Benutzt du Vista? Dort habe ich bemerkt, dass \n nicht mehr funktioniert. Um es wieder OS-unabhängig zu machen, versuch folgendes:
System.getProperty("line.separator")
Das in den Output-Stream anstatt \n einfügen.

LG


----------



## Guest (29. Feb 2008)

hi,

also ich geh mal davon aus, dass du Windows verwendest.

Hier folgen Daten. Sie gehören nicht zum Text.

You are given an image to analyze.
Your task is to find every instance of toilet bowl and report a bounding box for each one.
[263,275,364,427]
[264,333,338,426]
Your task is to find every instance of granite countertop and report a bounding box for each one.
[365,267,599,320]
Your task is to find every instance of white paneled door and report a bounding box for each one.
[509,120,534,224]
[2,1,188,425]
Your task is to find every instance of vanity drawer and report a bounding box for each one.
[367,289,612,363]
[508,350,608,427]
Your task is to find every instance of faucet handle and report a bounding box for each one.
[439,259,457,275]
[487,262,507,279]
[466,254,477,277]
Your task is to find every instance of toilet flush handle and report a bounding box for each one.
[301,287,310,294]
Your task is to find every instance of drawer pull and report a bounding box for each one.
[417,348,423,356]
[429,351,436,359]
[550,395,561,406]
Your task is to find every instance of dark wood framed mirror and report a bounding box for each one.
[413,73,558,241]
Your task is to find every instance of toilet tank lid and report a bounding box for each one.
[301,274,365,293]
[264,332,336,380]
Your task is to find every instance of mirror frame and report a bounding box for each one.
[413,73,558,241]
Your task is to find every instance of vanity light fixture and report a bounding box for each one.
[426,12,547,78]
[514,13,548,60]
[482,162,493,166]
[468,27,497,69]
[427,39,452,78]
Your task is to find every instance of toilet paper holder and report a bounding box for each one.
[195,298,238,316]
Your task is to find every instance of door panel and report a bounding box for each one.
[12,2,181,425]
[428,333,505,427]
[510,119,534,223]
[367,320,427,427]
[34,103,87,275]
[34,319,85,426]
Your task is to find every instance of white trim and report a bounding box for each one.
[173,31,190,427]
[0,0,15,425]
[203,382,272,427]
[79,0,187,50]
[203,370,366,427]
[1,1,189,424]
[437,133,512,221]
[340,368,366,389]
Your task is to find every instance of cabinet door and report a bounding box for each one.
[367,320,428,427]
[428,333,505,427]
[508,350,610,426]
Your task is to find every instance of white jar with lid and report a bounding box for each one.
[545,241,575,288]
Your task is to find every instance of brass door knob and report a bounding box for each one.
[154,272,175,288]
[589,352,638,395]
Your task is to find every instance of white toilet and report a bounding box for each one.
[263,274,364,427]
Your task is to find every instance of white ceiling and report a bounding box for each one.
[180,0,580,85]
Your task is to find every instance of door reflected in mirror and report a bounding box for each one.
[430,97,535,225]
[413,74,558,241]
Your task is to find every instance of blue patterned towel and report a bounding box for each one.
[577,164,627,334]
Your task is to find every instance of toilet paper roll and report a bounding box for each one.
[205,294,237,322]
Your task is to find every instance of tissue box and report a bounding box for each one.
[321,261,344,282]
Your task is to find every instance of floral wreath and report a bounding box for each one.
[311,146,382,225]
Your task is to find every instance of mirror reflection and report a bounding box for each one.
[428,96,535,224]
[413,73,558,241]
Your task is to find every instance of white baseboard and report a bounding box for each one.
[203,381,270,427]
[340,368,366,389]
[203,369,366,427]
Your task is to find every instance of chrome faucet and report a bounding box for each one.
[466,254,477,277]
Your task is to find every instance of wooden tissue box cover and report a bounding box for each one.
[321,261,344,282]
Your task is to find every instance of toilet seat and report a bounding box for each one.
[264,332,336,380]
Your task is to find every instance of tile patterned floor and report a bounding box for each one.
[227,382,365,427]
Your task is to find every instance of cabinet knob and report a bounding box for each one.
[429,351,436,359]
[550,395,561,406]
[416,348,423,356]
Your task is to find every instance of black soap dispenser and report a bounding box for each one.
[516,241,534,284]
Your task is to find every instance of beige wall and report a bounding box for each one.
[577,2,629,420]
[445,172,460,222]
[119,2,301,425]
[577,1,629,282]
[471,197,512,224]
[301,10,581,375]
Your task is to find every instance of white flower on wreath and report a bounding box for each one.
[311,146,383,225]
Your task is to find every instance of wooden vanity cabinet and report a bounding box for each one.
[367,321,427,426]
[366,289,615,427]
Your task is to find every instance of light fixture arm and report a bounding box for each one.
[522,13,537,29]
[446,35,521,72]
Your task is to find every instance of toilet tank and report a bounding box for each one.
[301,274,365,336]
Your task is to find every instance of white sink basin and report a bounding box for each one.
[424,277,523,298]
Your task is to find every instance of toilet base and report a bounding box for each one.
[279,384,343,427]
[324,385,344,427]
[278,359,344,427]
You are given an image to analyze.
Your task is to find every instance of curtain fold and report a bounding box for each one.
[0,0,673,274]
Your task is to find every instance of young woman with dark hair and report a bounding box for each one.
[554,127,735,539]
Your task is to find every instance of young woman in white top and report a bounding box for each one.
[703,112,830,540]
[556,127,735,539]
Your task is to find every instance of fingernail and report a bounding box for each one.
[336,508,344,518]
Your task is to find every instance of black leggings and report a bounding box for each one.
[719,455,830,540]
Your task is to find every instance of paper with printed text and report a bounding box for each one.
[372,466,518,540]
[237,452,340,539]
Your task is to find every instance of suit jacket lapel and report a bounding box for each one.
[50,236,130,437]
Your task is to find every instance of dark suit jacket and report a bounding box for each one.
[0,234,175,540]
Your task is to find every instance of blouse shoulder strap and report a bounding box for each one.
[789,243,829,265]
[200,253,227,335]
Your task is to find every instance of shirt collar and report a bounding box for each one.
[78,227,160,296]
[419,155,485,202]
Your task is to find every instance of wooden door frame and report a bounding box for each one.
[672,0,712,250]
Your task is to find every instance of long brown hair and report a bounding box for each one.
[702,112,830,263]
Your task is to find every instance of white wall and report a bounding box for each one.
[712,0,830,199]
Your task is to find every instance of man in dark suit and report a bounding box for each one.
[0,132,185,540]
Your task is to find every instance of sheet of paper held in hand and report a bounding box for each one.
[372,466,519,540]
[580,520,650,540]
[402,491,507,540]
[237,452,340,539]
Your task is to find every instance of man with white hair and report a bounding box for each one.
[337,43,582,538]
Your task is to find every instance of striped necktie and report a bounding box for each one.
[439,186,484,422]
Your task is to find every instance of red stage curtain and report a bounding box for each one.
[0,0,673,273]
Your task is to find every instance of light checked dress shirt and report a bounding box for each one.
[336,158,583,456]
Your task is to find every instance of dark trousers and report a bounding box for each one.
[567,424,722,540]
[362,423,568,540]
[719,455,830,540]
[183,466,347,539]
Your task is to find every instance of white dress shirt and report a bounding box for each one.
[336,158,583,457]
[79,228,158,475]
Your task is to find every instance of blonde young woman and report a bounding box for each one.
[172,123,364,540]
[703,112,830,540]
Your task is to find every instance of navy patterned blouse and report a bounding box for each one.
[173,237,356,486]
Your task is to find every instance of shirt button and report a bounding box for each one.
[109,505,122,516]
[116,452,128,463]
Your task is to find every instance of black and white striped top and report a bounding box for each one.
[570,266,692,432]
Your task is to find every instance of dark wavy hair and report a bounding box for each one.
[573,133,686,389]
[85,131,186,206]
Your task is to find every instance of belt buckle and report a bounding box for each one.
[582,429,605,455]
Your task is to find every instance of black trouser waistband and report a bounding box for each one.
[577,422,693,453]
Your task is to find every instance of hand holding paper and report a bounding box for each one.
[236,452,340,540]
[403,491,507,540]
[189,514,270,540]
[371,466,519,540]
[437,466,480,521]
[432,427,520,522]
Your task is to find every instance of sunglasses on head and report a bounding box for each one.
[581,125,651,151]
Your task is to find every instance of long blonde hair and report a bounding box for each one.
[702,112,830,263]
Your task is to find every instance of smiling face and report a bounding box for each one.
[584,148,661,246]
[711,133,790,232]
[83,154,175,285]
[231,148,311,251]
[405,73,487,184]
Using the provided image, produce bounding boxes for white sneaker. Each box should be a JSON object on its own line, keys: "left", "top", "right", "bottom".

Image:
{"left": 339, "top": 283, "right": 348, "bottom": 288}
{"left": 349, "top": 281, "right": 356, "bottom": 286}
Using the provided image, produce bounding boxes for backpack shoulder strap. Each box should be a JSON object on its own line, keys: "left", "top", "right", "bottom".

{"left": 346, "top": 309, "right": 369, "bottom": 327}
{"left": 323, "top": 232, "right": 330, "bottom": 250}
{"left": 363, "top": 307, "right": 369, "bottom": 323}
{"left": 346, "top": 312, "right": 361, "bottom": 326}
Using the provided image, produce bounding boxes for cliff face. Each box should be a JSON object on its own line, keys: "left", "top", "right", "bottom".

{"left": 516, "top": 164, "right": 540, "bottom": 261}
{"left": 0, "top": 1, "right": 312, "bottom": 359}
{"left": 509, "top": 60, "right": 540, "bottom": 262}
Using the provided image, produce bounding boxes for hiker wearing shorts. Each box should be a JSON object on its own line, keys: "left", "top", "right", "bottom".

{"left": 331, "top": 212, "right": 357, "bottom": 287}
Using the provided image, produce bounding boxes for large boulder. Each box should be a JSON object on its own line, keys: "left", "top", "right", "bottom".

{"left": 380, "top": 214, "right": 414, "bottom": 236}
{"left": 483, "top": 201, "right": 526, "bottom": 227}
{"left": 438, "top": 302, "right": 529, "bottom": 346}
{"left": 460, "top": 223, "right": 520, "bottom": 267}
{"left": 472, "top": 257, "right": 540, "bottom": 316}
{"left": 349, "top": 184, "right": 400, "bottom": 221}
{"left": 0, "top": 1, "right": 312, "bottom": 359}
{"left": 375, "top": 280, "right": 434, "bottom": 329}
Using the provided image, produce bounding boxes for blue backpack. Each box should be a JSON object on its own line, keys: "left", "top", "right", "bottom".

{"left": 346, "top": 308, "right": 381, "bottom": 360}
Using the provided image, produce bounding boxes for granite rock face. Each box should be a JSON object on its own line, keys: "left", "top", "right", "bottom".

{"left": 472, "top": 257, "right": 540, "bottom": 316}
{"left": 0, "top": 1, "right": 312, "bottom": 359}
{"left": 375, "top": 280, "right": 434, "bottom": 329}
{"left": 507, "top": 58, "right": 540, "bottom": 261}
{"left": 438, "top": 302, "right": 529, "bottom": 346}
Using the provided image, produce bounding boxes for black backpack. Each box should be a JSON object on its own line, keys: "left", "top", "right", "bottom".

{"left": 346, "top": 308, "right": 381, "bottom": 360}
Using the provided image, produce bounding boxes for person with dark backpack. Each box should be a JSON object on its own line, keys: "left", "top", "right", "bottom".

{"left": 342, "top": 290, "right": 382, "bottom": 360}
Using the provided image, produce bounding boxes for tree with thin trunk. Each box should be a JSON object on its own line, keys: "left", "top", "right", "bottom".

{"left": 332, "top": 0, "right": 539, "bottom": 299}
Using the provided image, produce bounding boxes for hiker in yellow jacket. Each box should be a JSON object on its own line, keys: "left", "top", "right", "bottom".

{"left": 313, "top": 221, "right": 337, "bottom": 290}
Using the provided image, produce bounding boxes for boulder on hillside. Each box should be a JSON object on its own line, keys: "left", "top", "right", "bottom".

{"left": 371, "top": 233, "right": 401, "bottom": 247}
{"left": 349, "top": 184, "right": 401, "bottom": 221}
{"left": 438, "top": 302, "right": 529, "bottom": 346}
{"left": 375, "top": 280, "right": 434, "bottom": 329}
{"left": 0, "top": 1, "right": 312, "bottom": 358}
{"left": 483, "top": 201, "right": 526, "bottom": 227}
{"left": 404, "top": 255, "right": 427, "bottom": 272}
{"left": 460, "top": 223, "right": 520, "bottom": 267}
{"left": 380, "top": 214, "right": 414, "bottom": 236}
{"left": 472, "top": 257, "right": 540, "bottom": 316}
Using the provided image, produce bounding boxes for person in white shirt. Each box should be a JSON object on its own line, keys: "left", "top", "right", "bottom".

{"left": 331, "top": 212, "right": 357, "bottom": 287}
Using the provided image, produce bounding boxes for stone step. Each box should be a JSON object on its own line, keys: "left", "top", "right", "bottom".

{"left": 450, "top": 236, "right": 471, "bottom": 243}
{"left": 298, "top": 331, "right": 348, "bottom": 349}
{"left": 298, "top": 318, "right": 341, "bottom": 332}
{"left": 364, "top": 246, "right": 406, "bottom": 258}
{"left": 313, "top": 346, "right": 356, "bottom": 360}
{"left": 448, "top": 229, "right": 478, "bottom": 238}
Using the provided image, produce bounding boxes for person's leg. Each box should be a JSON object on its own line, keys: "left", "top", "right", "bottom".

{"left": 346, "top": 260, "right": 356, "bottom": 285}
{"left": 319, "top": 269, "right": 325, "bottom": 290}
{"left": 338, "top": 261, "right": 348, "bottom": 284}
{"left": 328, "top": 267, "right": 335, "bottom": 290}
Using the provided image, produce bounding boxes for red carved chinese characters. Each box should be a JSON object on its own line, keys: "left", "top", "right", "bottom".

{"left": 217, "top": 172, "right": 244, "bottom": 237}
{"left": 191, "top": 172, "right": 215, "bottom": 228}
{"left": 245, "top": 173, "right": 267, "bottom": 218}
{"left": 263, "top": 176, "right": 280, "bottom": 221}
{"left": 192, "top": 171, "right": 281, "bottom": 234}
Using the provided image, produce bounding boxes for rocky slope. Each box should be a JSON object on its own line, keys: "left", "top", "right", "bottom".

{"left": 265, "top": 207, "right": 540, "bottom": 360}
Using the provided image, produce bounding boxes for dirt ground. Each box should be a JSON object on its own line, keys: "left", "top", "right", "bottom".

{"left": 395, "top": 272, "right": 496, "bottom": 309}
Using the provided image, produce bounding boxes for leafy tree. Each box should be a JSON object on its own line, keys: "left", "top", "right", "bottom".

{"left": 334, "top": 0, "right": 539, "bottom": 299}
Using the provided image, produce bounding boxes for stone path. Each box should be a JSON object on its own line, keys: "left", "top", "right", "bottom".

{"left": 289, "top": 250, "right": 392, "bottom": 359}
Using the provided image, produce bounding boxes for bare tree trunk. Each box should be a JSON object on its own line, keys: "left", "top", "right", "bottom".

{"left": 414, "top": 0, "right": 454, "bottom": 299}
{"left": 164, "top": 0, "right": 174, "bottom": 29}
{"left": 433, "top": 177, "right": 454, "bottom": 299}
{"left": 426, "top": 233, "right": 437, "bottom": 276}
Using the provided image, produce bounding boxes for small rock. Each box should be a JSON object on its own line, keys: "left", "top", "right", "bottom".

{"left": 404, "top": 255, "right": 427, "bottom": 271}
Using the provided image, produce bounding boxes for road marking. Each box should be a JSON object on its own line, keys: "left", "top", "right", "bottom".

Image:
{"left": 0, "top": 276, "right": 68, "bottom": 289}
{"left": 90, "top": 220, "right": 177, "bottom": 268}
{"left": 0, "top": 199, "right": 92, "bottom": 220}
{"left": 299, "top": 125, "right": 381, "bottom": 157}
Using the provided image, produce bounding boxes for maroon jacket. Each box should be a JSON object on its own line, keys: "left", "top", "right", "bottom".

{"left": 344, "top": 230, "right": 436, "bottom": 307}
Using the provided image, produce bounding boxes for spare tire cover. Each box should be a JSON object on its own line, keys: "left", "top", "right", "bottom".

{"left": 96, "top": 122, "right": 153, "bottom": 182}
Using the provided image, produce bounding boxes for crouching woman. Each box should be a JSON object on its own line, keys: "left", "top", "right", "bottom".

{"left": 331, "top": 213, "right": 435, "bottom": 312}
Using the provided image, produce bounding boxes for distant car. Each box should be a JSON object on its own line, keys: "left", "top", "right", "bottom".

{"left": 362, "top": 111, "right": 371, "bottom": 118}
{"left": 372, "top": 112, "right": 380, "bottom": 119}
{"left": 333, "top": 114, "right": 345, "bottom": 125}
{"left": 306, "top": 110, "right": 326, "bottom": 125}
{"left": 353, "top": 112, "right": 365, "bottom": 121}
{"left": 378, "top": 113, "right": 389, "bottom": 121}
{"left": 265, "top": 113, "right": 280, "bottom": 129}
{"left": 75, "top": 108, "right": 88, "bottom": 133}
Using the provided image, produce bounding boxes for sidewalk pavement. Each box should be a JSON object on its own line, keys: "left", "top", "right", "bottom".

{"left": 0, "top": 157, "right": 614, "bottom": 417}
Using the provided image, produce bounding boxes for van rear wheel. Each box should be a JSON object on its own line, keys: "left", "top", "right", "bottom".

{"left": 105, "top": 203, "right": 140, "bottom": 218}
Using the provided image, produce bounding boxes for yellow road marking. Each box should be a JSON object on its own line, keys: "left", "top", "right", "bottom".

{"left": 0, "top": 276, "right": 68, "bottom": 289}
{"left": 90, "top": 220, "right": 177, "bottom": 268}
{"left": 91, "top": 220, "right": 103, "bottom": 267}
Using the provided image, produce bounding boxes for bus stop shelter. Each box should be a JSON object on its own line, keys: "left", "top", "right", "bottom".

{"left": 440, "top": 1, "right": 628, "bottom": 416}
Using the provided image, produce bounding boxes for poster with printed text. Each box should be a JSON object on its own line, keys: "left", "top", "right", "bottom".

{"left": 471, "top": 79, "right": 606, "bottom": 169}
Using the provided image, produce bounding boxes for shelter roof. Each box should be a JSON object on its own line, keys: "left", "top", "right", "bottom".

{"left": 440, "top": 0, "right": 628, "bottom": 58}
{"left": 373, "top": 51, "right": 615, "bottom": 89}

Unter Windows wäre das escapezeichen für "neue Zeile" "\r\n".  Unter Unix ist es "\n". Um das ganze Plattformunabhängig zu gestalten, solltest du System.getProperty("line.separator") verwenden.

Gruß 
Angelchr


----------



## mysticado (29. Feb 2008)

spitze!
danke für die flotte Hilfe - habe mich für die kürzere Variante entschieden ( \r vor das  \n getippt ) und schon war mein Problem behoben.
Daumen hoch! und topic kann geschlossen werden....


----------



## Jango (1. Mrz 2008)

Ein wenig C/C++ Kenntnisse wären hier von Vorteil: '\n' ist nämlich nur ein Akronym von '\r'.  :wink:


----------



## Wildcard (1. Mrz 2008)

Jango hat gesagt.:
			
		

> Ein wenig C/C++ Kenntnisse wären hier von Vorteil: '\n' ist nämlich nur ein Akronym von '\r'.  :wink:


Nicht im Geringsten, das sind völlig verschiedene Zeichen.


----------



## Jango (1. Mrz 2008)

Wildcard hat gesagt.:
			
		

> Nicht im Geringsten, das sind völlig verschiedene Zeichen.


Ja und nein...
\n bedeutet neue Zeile; \r bedeutet Wagenrücklauf - aber warum funktioniert bei einigen streams das \n nicht - und dafür aber das \r für neue Zeile?
Deshalb der Rückschluss auf C - dort gibts nämlich auch ungepufferte streams, die mit \n nichts anfangen können.


----------



## Leroy42 (1. Mrz 2008)

:shock: 

Was habt ihr beiden denn zu diesen Zeiten (*2:24*, *2:51*, *5:41*)
für Probleme? Da träume ich von ganz anderen Sachen...


----------



## tincup (2. Mrz 2008)

Jango hat gesagt.:
			
		

> Wildcard hat gesagt.:
> 
> 
> 
> ...



Also eigentlich nur ja und nicht nein  :wink: 

Die Zeichen sind völlig unterschiedlich, auch in C.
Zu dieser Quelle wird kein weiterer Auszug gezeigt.